Is modulation of glucocerebrosidase a viable new treatment for Parkinson's disease?

Abstract

Background: Parkinson's disease is the second most prevalent neurodegenerative disorder. There are currently no treatments that cure Parkinson’s disease (PD) or slow its progression. There is therefore an urgent need for novel treatments. It was recently discovered that patients with mutations in GBA1 are more likely to develop PD. GBA1 encodes the glucocerebrosidase protein (GCase). GCase is a lysosomal enzyme that breaks down glucosylceramide. Several studies suggest that a decrease in GCase activity and the accompanying increase in upstream glycosphingolipids cause an increase in levels of α-synuclein and its propensity for aggregation. We investigate if there is a molecular link between GCase activity and α-synuclein. Furthermore, we study the endogenous GCase activator saposin C. Saposin C is a sphingolipid activator protein that acts as a co-factor for glucosylceramide degradation by enabling GCase access to the lipid membrane.

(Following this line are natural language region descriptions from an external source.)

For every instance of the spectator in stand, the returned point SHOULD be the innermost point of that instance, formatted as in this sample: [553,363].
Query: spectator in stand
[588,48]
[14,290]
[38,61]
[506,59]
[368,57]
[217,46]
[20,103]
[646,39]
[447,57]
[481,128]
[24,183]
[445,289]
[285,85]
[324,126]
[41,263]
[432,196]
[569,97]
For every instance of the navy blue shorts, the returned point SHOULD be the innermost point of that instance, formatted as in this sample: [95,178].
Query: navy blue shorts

Aims: We aim to investigate how GBA1 mutations predispose to PD. Additionally we attempt to increase GCase activity using saposin C, and whether activation of GCase with saposin C is protective in PD.

Methods and results: We studied the effect of GCase inhibition or genetic manipulation in SH-SY5Ycells. We establish that knockdown using RNA interference (RNAi) of GCase increases levels of α-synuclein. However, using a potent chemical inhibitor of GCase does not alter levels of α-synuclein. This finding suggests that GCase has an activity independent function that relies on the protein but not its enzymatic action to influence levels of α-synuclein. We are the first group to show that genetic and chemical inhibition produce different results. The increase in α-synuclein can be returned to physiological levels by addition of active recombinant GCase. Our data suggests that using GCase chaperones to aid folding and trafficking could be protective in PD patients with GBA1 mutations. To assess whether saposin C has a protective role in PD we generated short peptide fragments of different regions of saposin C. We confirmed that the GCase activating sequence is encoded in amino acids 41-68. We synthesized a cell-permeable peptide but were unable to achieve increase in GCase activity. We therefore, created a cell line overexpressing full length prosaposin. We could show that this leads to a natural increase in GCase activity and decrease in levels of α-synuclein. We show that the decrease in α-synuclein is independent of GCase activity as it persists in CBE inhibited cells. We also provide preliminary evidence that saposin C can detach α-synuclein from artificial lipid membranes that act as a primary site for α-synuclein aggregation. Saposin C is therefore an interesting target for further studies.